Lixo
de Argumento
Estava passeando com esse amigo pela orla,
papo vai, papo vem, ele estava chupando picolé desses de praia, muito gostosos
mesmo, já chupei, são duma firma daqui do ES, muito competente, isso foi antes
de eu ter glicose, agora tenho de ficar babando e lembrando dos tempos bons que
eu não agradecia, nem fazia ideia do que seria o futuro.
Nisso ele terminou e jogou o papel envoltório
e o palito no chão.
EU – por que você não jogou no lixo? Tem um
bem ali do lado.
ELE (nem adianta, não vou dizer o nome; dando
de ombros) – ah.
EU (temos intimidade, posso falar) – ah, o
quê? Estava a um metro de você (apontei para trás, estávamos andando).
ELE – ah, depois o gari pega.
EU – mas fica sujo. Até que ele pegue fica
sujo, as pessoas vão ver, é desconfortável.
ELE – ah, caramba, temos de dar emprego para
os garis.
EU – que tipo de argumento é esse? Ele tem de
varrer, tem de colocar na pá, tem de colocar no saco, seria mais fácil se fosse
recolhido da lixeira, é porisso que dizem “lixo é na lixeira”.
ELE – querem dizer, “restos é na lixeira”.
EU – pode ser.
ELE – pode ser, não, é mesmo, seria como
dizer “goiaba é na goiabeira”, redundância, seria o quê? Mexerica ou melancia?
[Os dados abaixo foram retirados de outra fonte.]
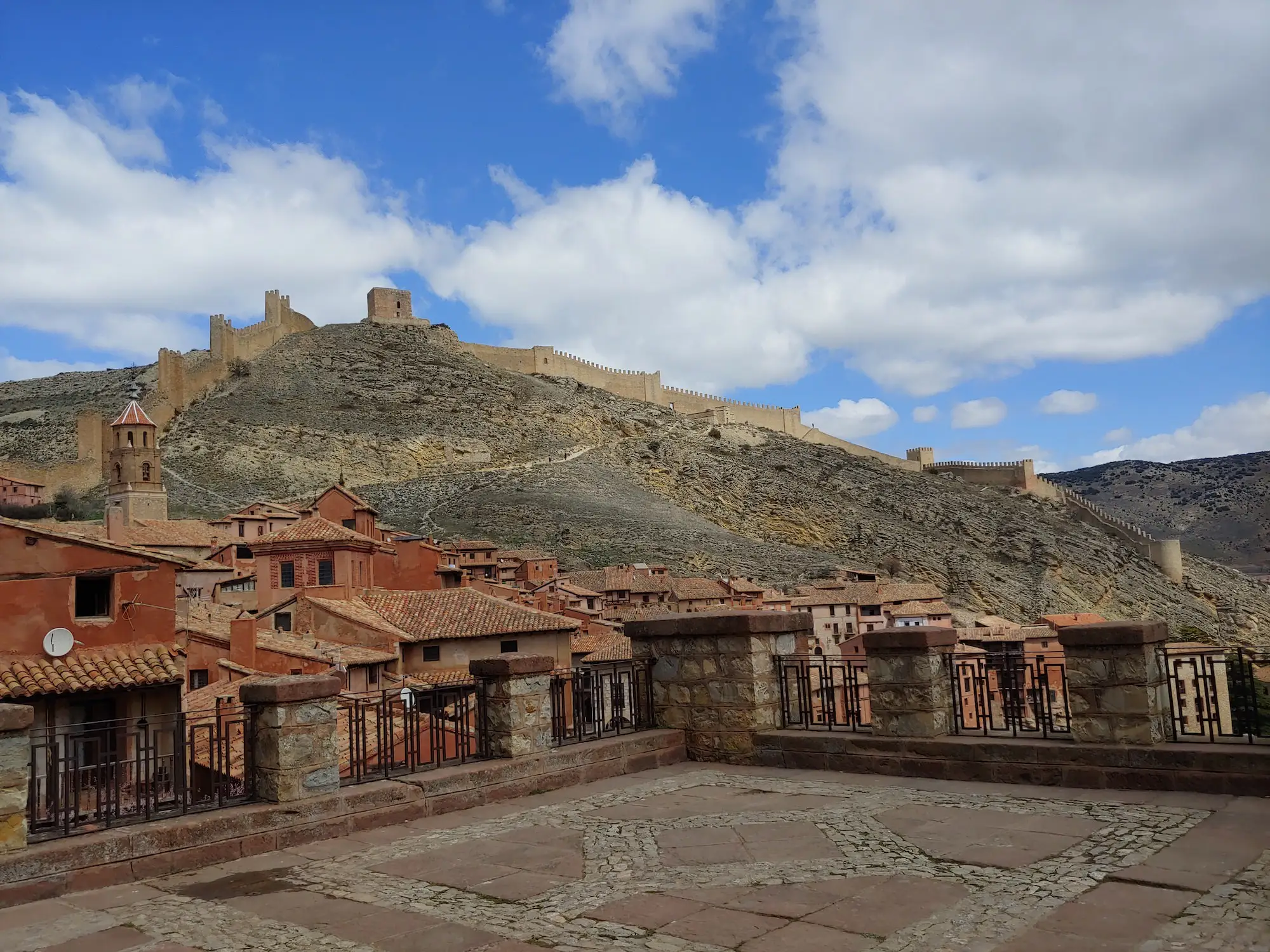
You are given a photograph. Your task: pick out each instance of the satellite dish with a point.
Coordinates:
(59, 643)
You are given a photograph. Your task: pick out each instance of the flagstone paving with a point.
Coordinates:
(698, 859)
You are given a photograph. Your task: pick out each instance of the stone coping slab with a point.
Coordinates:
(291, 690)
(511, 664)
(16, 718)
(1201, 769)
(1113, 634)
(911, 639)
(700, 624)
(163, 847)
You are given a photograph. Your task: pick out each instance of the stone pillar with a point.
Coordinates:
(516, 691)
(1116, 684)
(714, 676)
(16, 723)
(295, 742)
(910, 681)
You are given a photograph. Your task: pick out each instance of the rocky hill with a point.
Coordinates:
(448, 445)
(1220, 508)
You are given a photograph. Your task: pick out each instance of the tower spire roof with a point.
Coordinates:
(133, 416)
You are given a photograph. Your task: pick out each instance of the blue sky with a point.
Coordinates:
(784, 202)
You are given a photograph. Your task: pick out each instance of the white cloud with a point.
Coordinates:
(987, 412)
(119, 257)
(1069, 402)
(957, 195)
(614, 54)
(925, 414)
(853, 420)
(1103, 456)
(18, 369)
(1243, 427)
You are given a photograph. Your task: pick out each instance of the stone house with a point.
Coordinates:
(448, 629)
(316, 555)
(119, 606)
(257, 520)
(477, 558)
(699, 595)
(853, 609)
(20, 493)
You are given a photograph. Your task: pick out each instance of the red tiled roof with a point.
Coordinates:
(617, 648)
(1062, 621)
(91, 670)
(460, 614)
(698, 588)
(356, 611)
(321, 651)
(133, 416)
(313, 530)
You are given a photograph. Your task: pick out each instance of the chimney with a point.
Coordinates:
(115, 522)
(243, 642)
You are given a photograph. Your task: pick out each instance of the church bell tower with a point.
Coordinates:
(137, 489)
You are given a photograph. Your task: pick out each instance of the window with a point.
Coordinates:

EU (não querendo polemizar nisso, era desvio
do assunto) – mas a gente tem de facilitar a vida deles.
ELE – de qualquer forma, seja aqui ou lá no
lixão, tudo vai poluindo inexoravelmente, destruindo a Natureza, a humanidade
está com as décadas contadas, tem só cem anos de “enlixamento” e já estamos
sendo afogados, as pessoas só prestam atenção no petróleo, o lixo é pior.
EU (que nunca tinha ouvido essa palavra) –
essa palavra não existe.
ELE – tá, passou a existir, estamos sendo
mergulhados no lixo, não tem mais volta, é o fim.
EU – tudo tem volta, a humanidade é criativa.
ELE – criativa para a destruição. DE todo
modo as espécies só duram dois milhões de anos, a humana tem, desde os
hominídeos, mais de cinco milhões de anos, a janela já fechou. Dos NEMAY (ele
falava assim, neandertais de Eva Mitocondrial + Adão Y), 300 mil anos, está
acabando, c’est fini, é o fim.
EU – fim nada, se TODOS (frisei bem a
palavra, olhando para ele) fizessem sua parte poderíamos durar muito mais.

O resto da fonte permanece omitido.